Doktorarbeit: Leistungsanalyse und Gewinnverteilung in vernetzten Produktionsstrukturen

Leistungsanalyse und Gewinnverteilung in vernetzten Produktionsstrukturen

Möglichkeiten im Rahmen des Extended Value Chain Management-Ansatzes

Schriftenreihe innovative betriebswirtschaftliche Forschung und Praxis, Band 229

Hamburg 2008, 584 Seiten
ISBN 978-3-8300-3940-2 (Print), ISBN 978-3-339-03940-8 (eBook)

Betriebswirtschaftslehre, EVCM, Extended Value Chain Management, Gewinnverteilung, KMU, Kompetenzzelle, Leistungsanalyse, Netzwerk-Controlling, Produktionsnetzwerk, Vernetzte Produktionsstrukturen

Zum Inhalt

Der kontinuierlich voranschreitende Entwicklungsprozess der modernen Informations- und Kommunikationstechnologie (IKT) bietet in rascher Folge immer wieder neue Handlungsalternativen im ökonomischen Umfeld. Als ein Resultat dieser Entwicklung ist der inzwischen hohe Grad der Globalisierung der Wirtschaft zu interpretieren. Derartige Veränderungen der wirtschaftlichen Rahmenbedingungen zwingen insbesondere kleine und mittlere Unternehmen (KMU), die bekanntlich das Rückrat westlich geprägter Volkswirtschaften darstellen, zu Überlegungen, wie mit dieser Entwicklung mitgehalten werden kann. Durch die in der Regel eher begrenzten finanziellen Möglichkeiten, einer tendenziell schwächeren informationstechnischen Infrastruktur, sowie die Beschränkung auf nur wenige Kernkompetenzen haben viele KMU Schwierigkeiten, mit den großen Konzernen zu konkurrieren.
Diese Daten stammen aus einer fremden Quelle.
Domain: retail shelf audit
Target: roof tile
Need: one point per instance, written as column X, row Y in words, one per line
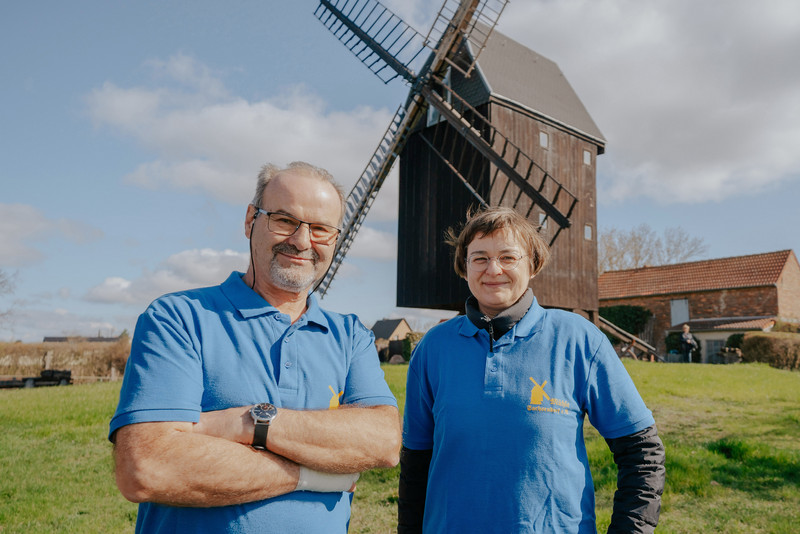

Aus diesem Grund gilt es, dass die KMU konsequent auf Ihre spezifischen Stärken wie schnelle Reaktionsfähigkeit, hohe Flexibilität und schlanke Organisationsstruktur setzen. Aus diesen Gründen entscheiden sich zahlreiche KMU für eine Teilnahme an Netzwerken. Das Ziel derartiger unternehmensübergreifender Wertschöpfungsverbünde besteht in der Herstellung weltweit konkurrenzfähiger Produkte durch intensive kompetenzorientierte Kooperation. Dieser Ansatz wurde in der Realität bereits in zahlreichen Fällen verwirklicht und dessen Tragfähigkeit nachgewiesen. Neben dieser praxisorientierten Sicht stellen Netzwerke (und insbesondere Produktionsnetzwerke) auch ein interessantes und vielschichtiges Forschungsgebiet dar. Arbeiten hierzu können entweder einzelne Teilbereiche, wie zum Beispiel Organisation, Recht, Technik, Logistik oder Controlling fokussieren, oder aber rücken eine umfassende generelle Konzeption in den Mittelpunkt der Betrachtungen.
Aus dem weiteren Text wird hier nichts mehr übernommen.